Abstract
Current understanding of the association between household air-pollution (HAP) and cardiovascular disease is primarily derived from outdoor air-pollution studies. The lack of accurate information on the contribution of HAP to cardiovascular events has prevented inclusion of such data in global burden of disease estimates with consequences in terms of health care allocation and national/international priorities. Understanding the health risks, exposure characterization, epidemiology and economics of the association between HAP and cardiovascular disease represents a pivotal unmet public health need. Interventions to reduce exposure to air-pollution in general, and HAP in particular are likely to yield large benefits and may represent a cost-effective and economically sustainable solution for many parts of the world. A multi-disciplinary effort that provides economically feasible technologic solutions in conjunction with experts that can assess the health, economic impact and sustainability are urgently required to tackle this problem.

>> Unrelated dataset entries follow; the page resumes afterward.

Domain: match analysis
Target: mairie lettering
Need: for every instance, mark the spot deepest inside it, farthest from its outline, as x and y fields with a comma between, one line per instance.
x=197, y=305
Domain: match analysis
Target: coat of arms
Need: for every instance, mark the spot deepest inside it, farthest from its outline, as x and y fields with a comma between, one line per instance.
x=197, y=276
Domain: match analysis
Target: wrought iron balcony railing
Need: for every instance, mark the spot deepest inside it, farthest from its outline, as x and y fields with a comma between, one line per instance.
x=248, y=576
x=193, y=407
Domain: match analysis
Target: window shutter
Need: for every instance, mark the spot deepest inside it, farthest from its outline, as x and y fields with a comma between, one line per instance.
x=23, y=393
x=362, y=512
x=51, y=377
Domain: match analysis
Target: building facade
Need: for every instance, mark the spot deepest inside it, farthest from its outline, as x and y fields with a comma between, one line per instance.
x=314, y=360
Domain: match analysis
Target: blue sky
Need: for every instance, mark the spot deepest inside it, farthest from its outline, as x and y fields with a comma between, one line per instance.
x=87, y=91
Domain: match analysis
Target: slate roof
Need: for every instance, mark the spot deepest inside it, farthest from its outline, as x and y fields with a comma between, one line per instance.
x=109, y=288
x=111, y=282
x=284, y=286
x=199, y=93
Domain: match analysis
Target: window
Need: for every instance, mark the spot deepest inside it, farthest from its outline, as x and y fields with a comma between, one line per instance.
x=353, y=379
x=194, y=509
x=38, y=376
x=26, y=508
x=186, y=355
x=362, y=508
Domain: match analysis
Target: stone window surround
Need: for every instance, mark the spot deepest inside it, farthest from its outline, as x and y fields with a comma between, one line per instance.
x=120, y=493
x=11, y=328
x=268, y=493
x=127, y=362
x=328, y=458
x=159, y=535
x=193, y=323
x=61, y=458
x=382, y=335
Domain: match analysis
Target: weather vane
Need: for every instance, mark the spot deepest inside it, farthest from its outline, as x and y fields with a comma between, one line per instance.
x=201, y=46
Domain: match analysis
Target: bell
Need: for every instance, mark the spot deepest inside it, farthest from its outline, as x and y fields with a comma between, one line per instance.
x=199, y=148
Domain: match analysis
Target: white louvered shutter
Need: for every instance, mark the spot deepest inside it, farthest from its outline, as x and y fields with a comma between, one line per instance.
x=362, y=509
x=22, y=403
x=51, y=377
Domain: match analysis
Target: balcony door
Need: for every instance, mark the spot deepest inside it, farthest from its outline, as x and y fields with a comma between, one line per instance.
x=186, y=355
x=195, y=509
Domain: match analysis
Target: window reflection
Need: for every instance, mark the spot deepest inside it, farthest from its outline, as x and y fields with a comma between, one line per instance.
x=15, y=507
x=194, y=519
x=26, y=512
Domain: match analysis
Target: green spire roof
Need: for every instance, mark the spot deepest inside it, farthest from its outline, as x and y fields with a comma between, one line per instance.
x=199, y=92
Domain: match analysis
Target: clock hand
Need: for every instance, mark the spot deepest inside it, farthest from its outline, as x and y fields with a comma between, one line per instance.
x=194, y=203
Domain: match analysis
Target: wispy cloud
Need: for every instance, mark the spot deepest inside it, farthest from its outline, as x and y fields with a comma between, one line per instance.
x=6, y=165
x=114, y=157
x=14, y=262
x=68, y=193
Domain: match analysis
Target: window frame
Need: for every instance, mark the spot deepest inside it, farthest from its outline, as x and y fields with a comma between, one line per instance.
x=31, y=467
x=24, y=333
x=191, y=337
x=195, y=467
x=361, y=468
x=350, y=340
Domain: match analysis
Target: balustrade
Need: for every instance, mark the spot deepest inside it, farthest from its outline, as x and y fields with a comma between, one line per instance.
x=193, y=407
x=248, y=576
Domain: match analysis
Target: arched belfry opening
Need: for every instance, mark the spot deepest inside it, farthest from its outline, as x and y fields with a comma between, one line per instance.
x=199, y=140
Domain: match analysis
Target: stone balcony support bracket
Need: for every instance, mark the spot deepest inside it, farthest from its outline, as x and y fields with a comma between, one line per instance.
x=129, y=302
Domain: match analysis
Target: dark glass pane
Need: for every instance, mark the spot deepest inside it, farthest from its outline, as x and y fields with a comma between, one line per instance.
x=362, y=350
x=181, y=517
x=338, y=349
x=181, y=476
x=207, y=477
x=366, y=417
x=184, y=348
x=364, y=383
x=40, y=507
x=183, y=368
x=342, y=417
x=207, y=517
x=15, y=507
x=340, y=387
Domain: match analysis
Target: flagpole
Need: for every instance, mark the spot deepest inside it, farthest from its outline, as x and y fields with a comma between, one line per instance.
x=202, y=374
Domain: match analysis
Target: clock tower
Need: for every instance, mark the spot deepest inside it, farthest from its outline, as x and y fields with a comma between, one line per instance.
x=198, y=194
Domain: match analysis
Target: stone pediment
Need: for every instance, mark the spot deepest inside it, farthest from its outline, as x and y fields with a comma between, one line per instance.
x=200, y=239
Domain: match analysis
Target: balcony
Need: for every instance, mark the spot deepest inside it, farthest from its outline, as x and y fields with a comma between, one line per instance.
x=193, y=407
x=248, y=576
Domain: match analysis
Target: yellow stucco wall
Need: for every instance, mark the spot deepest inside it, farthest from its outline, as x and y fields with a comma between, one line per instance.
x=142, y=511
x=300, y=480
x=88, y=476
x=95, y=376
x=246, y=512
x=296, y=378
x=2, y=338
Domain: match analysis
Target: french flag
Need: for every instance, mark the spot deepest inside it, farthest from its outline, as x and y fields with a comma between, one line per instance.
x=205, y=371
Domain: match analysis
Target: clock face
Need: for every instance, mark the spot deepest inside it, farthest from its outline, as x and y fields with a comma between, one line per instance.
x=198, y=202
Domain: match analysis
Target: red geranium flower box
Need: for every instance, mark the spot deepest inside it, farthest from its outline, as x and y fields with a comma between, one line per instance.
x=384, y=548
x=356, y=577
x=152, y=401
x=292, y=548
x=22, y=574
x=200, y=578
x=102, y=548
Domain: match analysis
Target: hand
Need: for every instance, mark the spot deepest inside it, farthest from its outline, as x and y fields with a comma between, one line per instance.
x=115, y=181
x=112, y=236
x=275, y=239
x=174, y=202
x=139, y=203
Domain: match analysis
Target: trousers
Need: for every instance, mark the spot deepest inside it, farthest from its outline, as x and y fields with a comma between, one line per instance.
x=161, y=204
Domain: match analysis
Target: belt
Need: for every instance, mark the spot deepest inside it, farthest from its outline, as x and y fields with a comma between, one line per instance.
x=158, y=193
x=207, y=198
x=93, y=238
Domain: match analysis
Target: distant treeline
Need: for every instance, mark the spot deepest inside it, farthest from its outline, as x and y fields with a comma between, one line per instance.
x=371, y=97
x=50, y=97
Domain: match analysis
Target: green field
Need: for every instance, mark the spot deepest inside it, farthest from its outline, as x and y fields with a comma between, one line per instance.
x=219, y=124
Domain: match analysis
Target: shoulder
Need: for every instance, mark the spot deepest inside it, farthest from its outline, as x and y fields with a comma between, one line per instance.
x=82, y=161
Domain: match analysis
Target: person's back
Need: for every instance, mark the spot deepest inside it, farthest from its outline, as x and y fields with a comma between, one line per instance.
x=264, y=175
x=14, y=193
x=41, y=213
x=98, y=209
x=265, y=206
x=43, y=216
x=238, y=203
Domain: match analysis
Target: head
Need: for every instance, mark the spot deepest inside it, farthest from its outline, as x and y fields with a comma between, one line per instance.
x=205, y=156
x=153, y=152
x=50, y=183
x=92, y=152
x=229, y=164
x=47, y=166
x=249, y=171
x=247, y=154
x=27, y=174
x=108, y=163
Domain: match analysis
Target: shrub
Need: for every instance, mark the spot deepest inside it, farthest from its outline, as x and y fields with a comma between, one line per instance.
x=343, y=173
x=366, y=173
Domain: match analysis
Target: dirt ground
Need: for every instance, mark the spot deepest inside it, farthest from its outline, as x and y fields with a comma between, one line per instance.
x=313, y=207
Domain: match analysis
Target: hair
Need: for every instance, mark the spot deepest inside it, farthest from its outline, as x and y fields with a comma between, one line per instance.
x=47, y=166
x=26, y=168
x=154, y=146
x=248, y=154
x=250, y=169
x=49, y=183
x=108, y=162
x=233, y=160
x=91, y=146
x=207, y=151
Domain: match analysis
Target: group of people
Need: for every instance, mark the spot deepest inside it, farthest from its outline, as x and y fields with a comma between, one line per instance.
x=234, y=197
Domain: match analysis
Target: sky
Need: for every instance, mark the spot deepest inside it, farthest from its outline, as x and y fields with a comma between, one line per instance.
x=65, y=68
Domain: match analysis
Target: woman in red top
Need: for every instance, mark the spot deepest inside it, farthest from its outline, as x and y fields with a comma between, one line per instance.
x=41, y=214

Keywords: Air-pollution, cardiovascular disease, particulate matter, urbanization, diabetes
INTRODUCTION
Most of the world’s population is exposed to some level of air-pollution owing to the ubiquitous nature of this pollutant. In low- and middle-income countries (LMIC), such exposure is often extreme with levels of both indoor and outdoor air pollution vastly exceeding levels seen in high-income countries. Household sources of air-pollution are the norm in many parts of the world with over half of the world’s population estimated to be exposed to fine particulate matter (PM) (< 2.5 μm in aerodynamic diameter or PM2.5) in their own homes as a consequence of using biomass fuels such as wood, charcoal, and animal/crop residues for cooking, lighting, and heating. The magnitude of exposure, when one takes into account, exposure intensity, time spent indoors (which is often far more than time spent outdoors) and the number of individuals exposed, results in a far greater contribution of household-air pollution (HAP) to global particulate matter exposure than any other source. Indoor and outdoor air-pollution mainly through household sources ranked as the 10th and 13th leading causes of mortality in the 2001 WHO Global Burden of Disease (GBD) Report and collectively easily rank within the top five risk factors for global mortality [1]. Such estimates will however still continue to represent an under-estimate, given the pervasive ominipresent nature of this risk factor, exposure through the life-cycle of an individual at doses that are orders of magnitude higher than ambient outdoor levels and finally the fact that this risk factor preferentially impacts disadvantaged and vulnerable segments of the population including women and children. The lack of inclusion of the HAP contribution to cardiovascular diseases (CVD) such as myocardial infarction, stroke, heart failure and death may represent an additional factor contributing to the under-appreciation of its contribution towards GBD estimates. Understanding the exposure characteristics, epidemiology, economics and CVD consequences of HAP represents a pivotal unmet public health need. Interventions to reduce exposure to HAP are likely to yield large benefits to CVD and may represent a cost-effective and economically sustainable solution.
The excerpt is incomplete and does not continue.